In this week’s Parshah, Parshat Behalotecha, B’nei Yisroel fulfills their Biblical commandment of bringing a Pesach offering. However, a small group of Israelites complain to Moshe about their inability to bring the Korban due to their state of Tumah – ritual impurity. When the disgruntled faction expresses its grief over losing a great opportunity to serve Hashem, Moshe asks Hashem what the members of this group should do, and Hashem responds that: “If any man of you, or of your future generations, shall be unclean... or be on a journey far off, he shall keep the Passover to God on the fourteenth day of the second month...” (Bamidbar 9:10-11). This is where we get the Mitzvah of Pesach Shayni, which is a second chance for one to observe Pesach if he was unable to do so a month earlier. While we express our appreciation to Hashem for His generous gift of an additional opportunity, we cannot help but wonder why Hashem didn’t just institute this holiday in the first place. If He truly is omniscient, would He not have known that instituting Pesach Shayni was necessary? Although the Mitzvah of Pesach Sheyni seems to be nothing more than a chance to give the Korban Pesach, a lesson can be learned about Hashem’s love for us and the importance of second chances. Furthermore, if Hashem were to originally institute a Pesach Shayni, the Israelites would not have grieved over their missed opportunity and thus would not have truly yearned to serve Him.

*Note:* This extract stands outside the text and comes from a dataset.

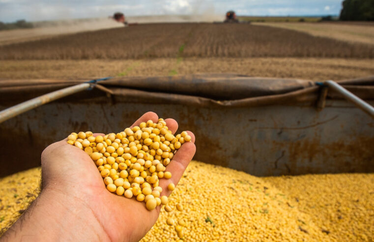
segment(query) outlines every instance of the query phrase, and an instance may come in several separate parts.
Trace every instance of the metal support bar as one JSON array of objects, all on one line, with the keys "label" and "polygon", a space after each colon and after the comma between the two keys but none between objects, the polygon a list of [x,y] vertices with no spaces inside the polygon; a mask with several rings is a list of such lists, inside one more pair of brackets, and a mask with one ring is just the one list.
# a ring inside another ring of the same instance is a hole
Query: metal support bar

We can apply this lesson to our lives: Not only do we always have second chances, a concept known as Teshuva, but we should also yearn for that second opportunity. We have all sinned or done wrong at some point in our lives, but most of us have not done Teshuva for all of our sins. In order to help us achieve an elevated level of Teshuva, we must consider Hashem’s mercy his creation of Pesach Shayni. Hashem instituted this holiday as an opportunity for us to do Teshuvah. May we all use this Parsha’s message to not only strive for meaningful second chances but to also achieve our goal of repentance in the proper way.